There was a time in my life when I felt completely unappreciated, unloved, even unacknowledged by my immediate family. Those people to whose care I had completely devoted myself for many years seemed to feel nothing at all for me in return. I felt possessed and controlled by feelings of isolation, loneliness, and worthlessness. These feelings were so strong and so painful that I found myself wondering whether or how I could possibly become free of them.
Then I recalled a statement of Mary-Baker Eddy's that appears in her book Pulpit and Press. After referring to Christ Jesus' teaching "The kingdom of God is within you," Luke 17:21 she writes, "Know, then, that you possess sovereign power to think and act rightly, and that nothing can dispossess you of this heritage and trespass on Love." Pulpit and Press, p. 3 This statement sounded absolutely true to me. I reasoned that if I "possess sovereign power to think and act rightly," I can control what I think and feel rather than submit to the control of thoughts or feelings that I do not wish to entertain.
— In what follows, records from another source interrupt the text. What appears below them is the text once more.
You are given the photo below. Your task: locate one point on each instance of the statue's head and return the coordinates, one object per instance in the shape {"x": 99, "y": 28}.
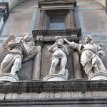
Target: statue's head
{"x": 87, "y": 38}
{"x": 27, "y": 38}
{"x": 59, "y": 40}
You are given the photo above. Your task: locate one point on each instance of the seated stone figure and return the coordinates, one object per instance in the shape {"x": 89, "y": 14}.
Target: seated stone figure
{"x": 17, "y": 52}
{"x": 59, "y": 54}
{"x": 90, "y": 59}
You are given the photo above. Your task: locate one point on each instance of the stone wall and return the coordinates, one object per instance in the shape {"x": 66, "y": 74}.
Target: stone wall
{"x": 12, "y": 3}
{"x": 103, "y": 2}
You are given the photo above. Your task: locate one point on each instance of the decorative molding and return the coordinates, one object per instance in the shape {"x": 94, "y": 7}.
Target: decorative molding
{"x": 54, "y": 101}
{"x": 72, "y": 34}
{"x": 4, "y": 10}
{"x": 53, "y": 86}
{"x": 56, "y": 2}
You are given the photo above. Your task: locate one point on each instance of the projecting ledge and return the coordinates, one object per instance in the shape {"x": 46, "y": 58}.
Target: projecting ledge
{"x": 50, "y": 86}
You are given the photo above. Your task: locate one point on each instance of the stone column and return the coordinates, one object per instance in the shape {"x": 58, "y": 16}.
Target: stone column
{"x": 37, "y": 66}
{"x": 76, "y": 62}
{"x": 37, "y": 59}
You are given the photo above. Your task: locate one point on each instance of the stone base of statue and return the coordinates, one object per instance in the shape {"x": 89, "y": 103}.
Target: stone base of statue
{"x": 8, "y": 77}
{"x": 98, "y": 76}
{"x": 57, "y": 77}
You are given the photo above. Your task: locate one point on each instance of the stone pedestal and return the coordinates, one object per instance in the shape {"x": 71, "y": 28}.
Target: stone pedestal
{"x": 98, "y": 76}
{"x": 55, "y": 77}
{"x": 9, "y": 77}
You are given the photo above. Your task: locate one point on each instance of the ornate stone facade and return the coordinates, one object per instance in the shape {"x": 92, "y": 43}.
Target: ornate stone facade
{"x": 47, "y": 75}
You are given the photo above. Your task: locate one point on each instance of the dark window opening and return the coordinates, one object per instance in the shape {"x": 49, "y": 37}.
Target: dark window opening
{"x": 57, "y": 22}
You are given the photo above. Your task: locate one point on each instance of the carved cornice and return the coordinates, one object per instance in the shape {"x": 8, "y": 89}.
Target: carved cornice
{"x": 72, "y": 34}
{"x": 56, "y": 86}
{"x": 4, "y": 10}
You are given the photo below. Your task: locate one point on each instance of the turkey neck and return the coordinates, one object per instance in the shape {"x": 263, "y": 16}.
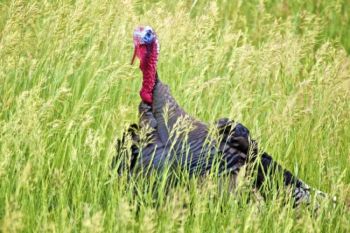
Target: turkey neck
{"x": 148, "y": 66}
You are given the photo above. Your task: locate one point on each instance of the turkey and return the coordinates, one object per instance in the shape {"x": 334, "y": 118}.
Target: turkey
{"x": 167, "y": 137}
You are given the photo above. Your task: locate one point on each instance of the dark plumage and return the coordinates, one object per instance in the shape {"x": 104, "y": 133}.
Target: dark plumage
{"x": 177, "y": 140}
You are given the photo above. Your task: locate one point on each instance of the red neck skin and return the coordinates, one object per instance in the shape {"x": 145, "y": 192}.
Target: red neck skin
{"x": 148, "y": 66}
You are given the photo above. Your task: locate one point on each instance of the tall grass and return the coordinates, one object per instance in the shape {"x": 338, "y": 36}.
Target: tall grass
{"x": 67, "y": 91}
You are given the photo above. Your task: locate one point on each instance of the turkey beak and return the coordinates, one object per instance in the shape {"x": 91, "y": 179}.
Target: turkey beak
{"x": 133, "y": 57}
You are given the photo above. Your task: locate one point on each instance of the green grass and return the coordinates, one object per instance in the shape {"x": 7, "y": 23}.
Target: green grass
{"x": 67, "y": 91}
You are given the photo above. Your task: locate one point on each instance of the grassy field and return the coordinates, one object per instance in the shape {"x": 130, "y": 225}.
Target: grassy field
{"x": 67, "y": 91}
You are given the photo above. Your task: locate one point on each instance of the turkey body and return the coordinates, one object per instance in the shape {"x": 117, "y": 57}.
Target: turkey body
{"x": 175, "y": 140}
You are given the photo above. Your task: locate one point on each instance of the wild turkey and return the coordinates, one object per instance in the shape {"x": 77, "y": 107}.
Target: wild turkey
{"x": 177, "y": 140}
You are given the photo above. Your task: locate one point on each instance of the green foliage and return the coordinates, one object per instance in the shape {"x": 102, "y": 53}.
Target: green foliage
{"x": 67, "y": 91}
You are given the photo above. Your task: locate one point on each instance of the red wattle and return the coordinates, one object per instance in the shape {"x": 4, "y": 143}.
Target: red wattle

I had always thought of Jesus' words in this way: "The kingdom of God is within you." That is, it is not in some far-off place, to be inhabited at some future time, but it is here, now, within each of us, and we can become conscious of it. This statement of Jesus' is one of the most powerful spiritual facts ever expressed. But it suddenly came to me that his statement could be looked at with another emphasis: "The kingdom of God is within you." I saw this as an affirmation of God's immediate presence with us at this very moment. As black as my thoughts were, as hopeless as my feelings seemed to be, I saw that the kingdom of God really was right there. It was right then within my consciousness as the child of God.